In Harburg trocken, noch schnell ein Stück Kuchen und um 12:00 Uhr saß ich auf dem Rad. Nach 30 km Regentropfen – bitte nicht! Zum Glück blieb es bei einem kurzen Schauer und ab nun wurde es sogar sonnig und angenehm warm. Der Wind kam konstant leicht von vorn, zu 80% des Jahres nicht verwunderlich, wenn man Richtung Westen fährt. So waren die ersten 110 km Richtung Fähre in Bremen von Unterlenkergriff und Zurückhaltung im Krafteinsatz geprägt, um nicht hier schon zu überziehen. In Nähe Bremen waren dann CX-Qualitäten gefragt. Es ging auf eine 3 km Schotterstrecke, die wohl ein großer Teil unserer Straßenrennradkollegen aus Angst um ihr Rad umfahren hätten. Aus Erfahrung weiß ich, dass (m)ein Rennrad einiges verträgt und so gab es kein zurück.
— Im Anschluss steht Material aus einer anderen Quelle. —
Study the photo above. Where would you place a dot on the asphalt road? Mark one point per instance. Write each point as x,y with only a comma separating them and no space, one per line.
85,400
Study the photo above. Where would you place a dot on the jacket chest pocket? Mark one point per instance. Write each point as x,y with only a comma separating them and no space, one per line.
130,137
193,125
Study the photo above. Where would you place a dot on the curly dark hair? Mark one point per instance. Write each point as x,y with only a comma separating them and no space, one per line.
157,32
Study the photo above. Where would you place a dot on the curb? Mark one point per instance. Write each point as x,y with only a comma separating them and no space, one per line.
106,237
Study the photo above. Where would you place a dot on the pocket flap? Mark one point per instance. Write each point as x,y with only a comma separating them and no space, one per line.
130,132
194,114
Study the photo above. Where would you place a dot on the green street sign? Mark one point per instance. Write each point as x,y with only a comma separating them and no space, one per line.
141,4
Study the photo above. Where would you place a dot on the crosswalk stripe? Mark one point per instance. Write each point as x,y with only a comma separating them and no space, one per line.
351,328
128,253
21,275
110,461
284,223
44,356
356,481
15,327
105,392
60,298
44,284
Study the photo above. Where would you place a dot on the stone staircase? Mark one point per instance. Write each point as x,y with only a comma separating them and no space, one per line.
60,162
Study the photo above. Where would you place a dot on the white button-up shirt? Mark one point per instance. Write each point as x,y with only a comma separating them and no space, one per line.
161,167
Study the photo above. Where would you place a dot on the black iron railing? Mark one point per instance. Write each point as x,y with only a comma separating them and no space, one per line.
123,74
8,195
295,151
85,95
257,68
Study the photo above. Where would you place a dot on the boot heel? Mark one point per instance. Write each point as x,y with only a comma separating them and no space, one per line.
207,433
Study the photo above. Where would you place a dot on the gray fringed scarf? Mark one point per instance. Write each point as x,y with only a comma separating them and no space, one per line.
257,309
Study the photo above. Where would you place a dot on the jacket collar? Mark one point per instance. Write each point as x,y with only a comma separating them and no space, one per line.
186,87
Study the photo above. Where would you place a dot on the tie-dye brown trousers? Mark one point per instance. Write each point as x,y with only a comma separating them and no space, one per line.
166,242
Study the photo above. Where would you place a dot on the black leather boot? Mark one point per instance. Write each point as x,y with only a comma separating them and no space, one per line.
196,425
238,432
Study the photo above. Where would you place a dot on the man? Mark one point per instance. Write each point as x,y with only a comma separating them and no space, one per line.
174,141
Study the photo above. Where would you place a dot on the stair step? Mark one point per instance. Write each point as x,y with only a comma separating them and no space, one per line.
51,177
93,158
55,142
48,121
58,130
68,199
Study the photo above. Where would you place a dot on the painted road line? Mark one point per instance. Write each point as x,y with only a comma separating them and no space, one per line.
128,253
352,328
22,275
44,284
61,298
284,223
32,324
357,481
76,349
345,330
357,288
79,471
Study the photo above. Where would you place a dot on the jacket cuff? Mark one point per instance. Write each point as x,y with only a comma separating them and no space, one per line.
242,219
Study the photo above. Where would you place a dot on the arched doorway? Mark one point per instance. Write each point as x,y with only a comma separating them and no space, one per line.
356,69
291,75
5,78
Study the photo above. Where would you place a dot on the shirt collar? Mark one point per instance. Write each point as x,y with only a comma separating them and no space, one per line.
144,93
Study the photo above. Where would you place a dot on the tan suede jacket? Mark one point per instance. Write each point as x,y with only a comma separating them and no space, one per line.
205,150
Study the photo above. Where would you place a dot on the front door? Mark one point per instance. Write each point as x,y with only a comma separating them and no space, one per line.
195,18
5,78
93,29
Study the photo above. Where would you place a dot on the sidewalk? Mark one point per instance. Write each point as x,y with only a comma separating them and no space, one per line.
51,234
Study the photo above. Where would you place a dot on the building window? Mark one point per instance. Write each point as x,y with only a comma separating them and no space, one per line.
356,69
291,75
Schon wenige Kilometer weiter folgte ein Sandweg entlang eines Kanals. Sorgt natürlich für Abwechslung, ist dann aber doch nicht erste Wahl für schmale Reifen


Irgendwann durchquerte ich Cloppenburg und die Zeit verrann ohne, dass ich mich wirklich erinnern kann, was in den letzten Stunden passiert war. Gegen 21:30 Uhr 220 Km), irgendwo zwischen Cloppenburg und Nordhorn, traf ich meine Vorbereitungen für die Nacht. Weste, Arm- und Beinlinge anziehen, Licht ans Rad montieren, ein bisschen Stretching und eine Kleinigkeit Essen. Es wurde Dunkel, aber es blieb bei angenehmen Temperaturen. So rollte ich durch die Nacht, was ich grundsätzlich ganz gern mag, da zum einen oft der Wind nachlässt und zum anderen auch der Verkehr. Ich nutzte vorwiegend Radwege, was es in der Nacht wiederum komplizierter machte, da deutsche Radwege nicht immer die beste Qualität haben


(Nachts auf einer Brücke in Deventer, eigentlich wollte ich die beleuchtete Altstadt fotografieren, aber das gab die Handykamera nicht her.)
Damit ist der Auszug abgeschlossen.